Exhibit 2. BBB packaged food curve
Source: Bloomberg TRACE; APS
Volume Driving Top Line Growth but Margin Growth Stunted
For both fiscal second quarter and the first half of the fiscal year, GIS’ results were driven by volume growth, something the packaged food industry had not been witnessing pre-pandemic. In fact, prior to the pandemic, organic volume growth at the majority of packaged food companies was flat at best, even after recent rounds of M&A activity. In North America, organic volume growth was up 10 points in the quarter and 13 points for the first half. The company also witnessed strong organic growth in the pet food business which was up 15 points and 13 points, respectively. Management noted that they expect demand trends to be generally consistent with recent months, translating to similar organic net sales growth in fiscal third quarter as witnessed in the second quarter.
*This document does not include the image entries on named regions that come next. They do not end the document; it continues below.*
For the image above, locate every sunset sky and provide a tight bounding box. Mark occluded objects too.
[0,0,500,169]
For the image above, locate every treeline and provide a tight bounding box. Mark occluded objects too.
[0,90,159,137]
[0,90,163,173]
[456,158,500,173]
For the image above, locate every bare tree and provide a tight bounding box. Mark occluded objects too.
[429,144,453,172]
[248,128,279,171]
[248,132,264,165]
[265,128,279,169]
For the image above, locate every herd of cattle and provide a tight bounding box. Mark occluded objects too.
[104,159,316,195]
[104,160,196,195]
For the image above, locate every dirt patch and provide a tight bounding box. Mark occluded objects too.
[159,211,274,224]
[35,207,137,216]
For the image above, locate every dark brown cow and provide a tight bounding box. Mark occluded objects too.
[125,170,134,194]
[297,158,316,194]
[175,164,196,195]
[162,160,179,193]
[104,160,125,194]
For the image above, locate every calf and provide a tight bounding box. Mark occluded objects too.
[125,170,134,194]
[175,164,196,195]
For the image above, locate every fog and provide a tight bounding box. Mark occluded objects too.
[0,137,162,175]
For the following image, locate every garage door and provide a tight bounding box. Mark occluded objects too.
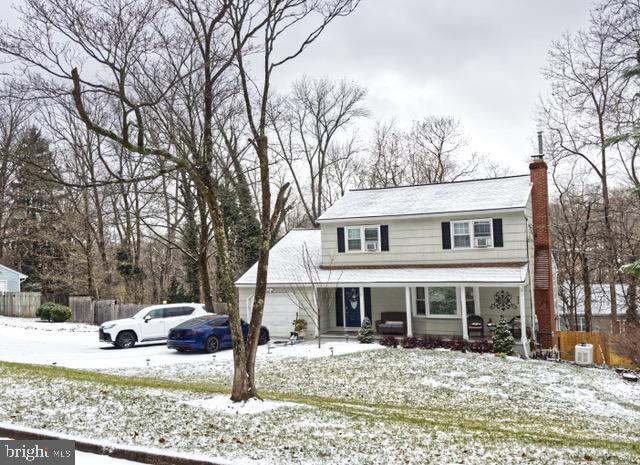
[262,294,298,337]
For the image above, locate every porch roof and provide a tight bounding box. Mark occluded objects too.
[236,229,527,287]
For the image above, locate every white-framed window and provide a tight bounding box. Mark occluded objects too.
[345,225,380,252]
[415,286,460,318]
[451,219,493,249]
[346,226,362,252]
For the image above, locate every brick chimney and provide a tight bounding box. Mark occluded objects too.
[529,132,556,349]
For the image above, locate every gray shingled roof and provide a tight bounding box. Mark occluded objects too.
[236,229,527,286]
[318,175,531,221]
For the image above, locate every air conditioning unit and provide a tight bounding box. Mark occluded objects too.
[576,343,593,365]
[476,237,491,248]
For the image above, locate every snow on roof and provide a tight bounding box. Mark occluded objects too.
[318,175,531,221]
[236,229,527,286]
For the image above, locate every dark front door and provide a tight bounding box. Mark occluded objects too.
[344,287,361,327]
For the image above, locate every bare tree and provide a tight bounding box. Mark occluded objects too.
[360,116,498,187]
[231,0,358,400]
[540,7,628,328]
[271,77,367,227]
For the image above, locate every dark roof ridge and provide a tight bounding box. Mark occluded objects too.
[348,174,529,192]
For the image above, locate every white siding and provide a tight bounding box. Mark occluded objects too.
[320,287,531,337]
[238,287,315,338]
[321,211,527,265]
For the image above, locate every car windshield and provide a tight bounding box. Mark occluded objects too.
[131,307,152,319]
[176,315,227,329]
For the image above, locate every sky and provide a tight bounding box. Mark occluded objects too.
[278,0,592,173]
[0,0,592,173]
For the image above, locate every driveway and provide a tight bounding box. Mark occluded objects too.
[0,317,233,369]
[0,316,382,370]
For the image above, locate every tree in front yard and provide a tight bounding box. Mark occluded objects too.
[358,318,373,344]
[493,316,514,355]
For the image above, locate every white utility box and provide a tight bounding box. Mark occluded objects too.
[576,343,593,365]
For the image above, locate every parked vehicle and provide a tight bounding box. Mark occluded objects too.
[167,315,269,353]
[99,303,208,349]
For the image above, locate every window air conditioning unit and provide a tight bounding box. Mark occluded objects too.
[576,343,593,365]
[476,237,491,248]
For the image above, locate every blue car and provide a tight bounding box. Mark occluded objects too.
[167,315,269,354]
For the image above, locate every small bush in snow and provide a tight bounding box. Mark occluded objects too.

Management remained reluctant to provide any real guidance for the full year as the magnitude and duration of at-home food demand remains highly uncertain. That said, GIS noted that due to first half adjusted operating profit margin results exceeding expectations, they now expect the full year fiscal 2021 adjusted operating margin to be in line to better than the previous year. Previously they were looking for the adjusted margin to be in line with the year-ago period. While the margin exceeded expectations, we do note that it was down 10 bp year-over-year in the quarter, to 18.3%, reflecting increased SG&A expenses associated with media investments. For fiscal 2020, the adjusted operating margin was 17.3%. Comparisons are expected to get harder in the second have of fiscal year 2021 likely underscoring management’s reluctance to provide any real guidance for the year.
Creating Value for Shareholders
GIS is now below their leverage target of 3.0x as net debt/EBITDA stands at 2.9x. Management noted on the earnings call that with their deleveraging efforts essentially done and the fact that they have already increased the dividend 4% this year, they have other triggers to pull to create value for shareholders. While M&A is a constant theme in the packaged food space, management discussed looking for bolt-on acquisitions that could help reshape their portfolio as one option to create value. If no smaller acquisitions that are accretive can be found, they believe they are in a good position to buy back shares. The company did not provide a specific amount as to how much share repurchase authorization was left under its current buyback program but noted it was a “fair amount”. That said, there are zero hurdles for GIS to resume repurchases and they do not need to wait for the pandemic to be over to do so.
Fitch May Keep Outlook Negative
While both Moody’s and S&P have stable outlooks on GIS’ mid-BBB ratings, Fitch still maintains a negative outlook, which reflects the possibility that gross leverage would remain above 3.5x in fiscal 2021. Fitch noted that in order to revise the outlook to stable, GIS would need to reduce gross leverage to the 3.5x level in fiscal 2021. While GIS’ leverage target is on a net basis, their gross leverage now stands at 3.6x, which is actually up a tick from last quarter. The seven tick differential between gross and net leverage reflects the company’s large cash position which stood at roughly $2.6 billion at the end of the quarter. Unless a substantial amount of that cash is used to reduce upcoming debt maturities in calendar 2021, Fitch may look to keep the outlook on negative.